Hacker News new | ask | show | jobs
by SilasX 1692 days ago
Yeah, that was my reaction. I get the need for all this reliability/failover, but it's horrible failure of abstraction/separation of concerns.

There's no reason the serving team should have to learn how to do all of those things on the checklist, since it can be done by anyone who's already learned the infra. You're expecting them to learn all kinds of stuff outside of their specialty, when they should be able to kick the app over the wall and let infra ensure that the app is deployed in two separate PCR zones with the failover plan etc, which should itself be mostly automated.

3 comments

Mega-Caps suffer from the following problem:

1. There are more engineers making more divergent architectural solutions such that there is never a single place where you can make changes across the group.

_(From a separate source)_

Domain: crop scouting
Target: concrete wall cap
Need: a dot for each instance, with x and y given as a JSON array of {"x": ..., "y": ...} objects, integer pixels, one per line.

2. Failures keep happening, so process is instituted with many checkboxes for engineers to work through.

3. Engineers on the small scale stuff get stack ranked against the engineers on the big scale stuff. Everyone needs to show that they can do the work and are "fungible". This leads to small internal systems having the same operational standard as large public facing systems.

I don't see what that's replying to. Nothing in that list would justify demanding that the app's team have knowledge or preference about which PCR zones to pick and which will just have to be corrected when they inevitably pick the wrong one.
The point is that every team gets to set their own failure modes. I know of multiple tier-1 services which diverge from at least one best practice.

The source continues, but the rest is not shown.